Now, in the history of genocide, for instance, the Nazis referred to the Jews as lice and they said, we are going to exterminate them. 3 In the history of the slaughter of the indigenous people of the Americas, those who made policy said, they're lice, kill them. 4 Catharine MacKinnon talked earlier about gender cleansing: murdering prostitutes. She is right. Prostituted women are women who are there, available for the gynocidal kill. And prostituted women are being killed every single day, and we don't think we're facing anything resembling an emergency. Why should we? They're no one. When a man kills a prostitute, he feels righteous. It is a righteous kill. He has just gotten rid of a piece of dirt, and the society tells him he is right.

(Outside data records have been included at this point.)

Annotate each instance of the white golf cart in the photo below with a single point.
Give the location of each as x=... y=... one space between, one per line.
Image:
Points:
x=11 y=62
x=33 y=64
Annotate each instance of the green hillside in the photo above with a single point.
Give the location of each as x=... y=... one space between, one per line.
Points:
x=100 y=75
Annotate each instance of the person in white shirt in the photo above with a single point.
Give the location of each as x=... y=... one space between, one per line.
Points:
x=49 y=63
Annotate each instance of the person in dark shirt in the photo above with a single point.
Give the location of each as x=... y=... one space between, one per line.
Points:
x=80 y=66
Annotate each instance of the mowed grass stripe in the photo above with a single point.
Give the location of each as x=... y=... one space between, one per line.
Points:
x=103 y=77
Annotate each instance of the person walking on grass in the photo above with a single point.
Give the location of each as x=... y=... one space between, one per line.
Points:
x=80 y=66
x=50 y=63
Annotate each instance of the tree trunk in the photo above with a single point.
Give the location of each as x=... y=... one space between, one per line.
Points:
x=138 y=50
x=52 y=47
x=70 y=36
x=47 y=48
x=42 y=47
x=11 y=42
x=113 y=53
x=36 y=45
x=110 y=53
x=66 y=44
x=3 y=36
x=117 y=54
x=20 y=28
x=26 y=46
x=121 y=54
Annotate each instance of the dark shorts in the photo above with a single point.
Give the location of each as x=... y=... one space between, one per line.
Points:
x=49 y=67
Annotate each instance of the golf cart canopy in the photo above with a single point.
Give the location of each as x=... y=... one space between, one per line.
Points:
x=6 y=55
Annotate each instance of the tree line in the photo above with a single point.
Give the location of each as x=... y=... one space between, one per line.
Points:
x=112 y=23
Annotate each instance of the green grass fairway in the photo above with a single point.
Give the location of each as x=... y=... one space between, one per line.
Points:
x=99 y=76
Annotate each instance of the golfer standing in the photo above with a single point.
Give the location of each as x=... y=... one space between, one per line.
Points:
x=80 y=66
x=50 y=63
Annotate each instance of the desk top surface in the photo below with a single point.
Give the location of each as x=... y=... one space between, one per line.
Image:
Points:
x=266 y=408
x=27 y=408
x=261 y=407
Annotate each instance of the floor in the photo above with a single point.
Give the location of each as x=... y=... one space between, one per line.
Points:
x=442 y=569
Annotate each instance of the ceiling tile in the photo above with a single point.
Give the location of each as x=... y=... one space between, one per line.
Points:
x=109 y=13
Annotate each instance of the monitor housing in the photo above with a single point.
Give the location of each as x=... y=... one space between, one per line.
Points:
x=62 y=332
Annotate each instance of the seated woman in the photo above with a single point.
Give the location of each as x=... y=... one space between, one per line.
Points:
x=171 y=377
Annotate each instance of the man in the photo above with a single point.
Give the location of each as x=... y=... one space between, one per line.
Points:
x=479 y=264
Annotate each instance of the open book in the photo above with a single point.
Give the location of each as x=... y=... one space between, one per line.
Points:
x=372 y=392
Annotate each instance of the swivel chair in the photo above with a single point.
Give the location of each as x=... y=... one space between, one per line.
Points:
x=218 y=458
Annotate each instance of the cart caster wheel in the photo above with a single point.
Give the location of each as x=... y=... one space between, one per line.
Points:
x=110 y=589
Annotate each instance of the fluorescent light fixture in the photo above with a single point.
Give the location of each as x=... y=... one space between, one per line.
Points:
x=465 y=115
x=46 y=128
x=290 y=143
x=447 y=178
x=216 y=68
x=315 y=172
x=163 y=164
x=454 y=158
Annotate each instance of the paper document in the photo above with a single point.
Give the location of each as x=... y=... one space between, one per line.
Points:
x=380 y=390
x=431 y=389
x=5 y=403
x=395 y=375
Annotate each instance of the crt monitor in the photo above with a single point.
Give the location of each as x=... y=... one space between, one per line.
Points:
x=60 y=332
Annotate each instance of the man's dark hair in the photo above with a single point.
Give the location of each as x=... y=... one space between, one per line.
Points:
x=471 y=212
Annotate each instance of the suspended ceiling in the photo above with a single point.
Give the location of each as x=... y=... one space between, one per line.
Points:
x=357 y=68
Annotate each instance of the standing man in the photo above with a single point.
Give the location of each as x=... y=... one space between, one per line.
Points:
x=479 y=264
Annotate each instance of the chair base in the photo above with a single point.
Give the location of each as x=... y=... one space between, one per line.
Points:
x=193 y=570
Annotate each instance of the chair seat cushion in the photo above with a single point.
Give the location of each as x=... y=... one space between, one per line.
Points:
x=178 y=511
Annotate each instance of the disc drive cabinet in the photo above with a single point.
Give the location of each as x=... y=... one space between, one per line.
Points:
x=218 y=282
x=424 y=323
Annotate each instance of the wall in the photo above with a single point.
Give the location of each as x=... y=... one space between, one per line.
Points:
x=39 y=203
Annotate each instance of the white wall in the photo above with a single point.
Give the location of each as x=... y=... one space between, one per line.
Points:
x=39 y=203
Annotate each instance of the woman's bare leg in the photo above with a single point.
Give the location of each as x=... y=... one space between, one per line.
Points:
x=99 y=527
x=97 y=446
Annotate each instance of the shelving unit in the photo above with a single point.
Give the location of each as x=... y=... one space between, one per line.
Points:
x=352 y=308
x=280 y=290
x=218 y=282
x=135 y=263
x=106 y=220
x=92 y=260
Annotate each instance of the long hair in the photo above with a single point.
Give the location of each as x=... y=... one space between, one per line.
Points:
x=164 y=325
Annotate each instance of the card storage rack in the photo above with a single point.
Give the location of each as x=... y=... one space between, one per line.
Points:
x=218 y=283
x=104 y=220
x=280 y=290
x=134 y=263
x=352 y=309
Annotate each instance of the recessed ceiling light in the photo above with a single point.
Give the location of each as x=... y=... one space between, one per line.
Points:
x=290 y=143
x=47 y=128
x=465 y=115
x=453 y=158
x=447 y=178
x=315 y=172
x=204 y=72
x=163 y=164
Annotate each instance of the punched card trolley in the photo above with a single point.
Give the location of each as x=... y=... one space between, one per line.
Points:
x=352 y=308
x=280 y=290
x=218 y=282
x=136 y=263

There is also a specific kind of dehumanization experienced by women who are prostituted. Yes, all women experience being objects, being treated like objects. But prostituted women are treated like a certain kind of object, which is to say, a target. A target isn't any old object. You might take pretty good care of some objects that you have around the house. But a target you go after. You put the dart in the hole. That's what the prostitute is for. What that should tell you is how much aggression goes into what a man does when he seeks out, finds, and uses a prostituted woman.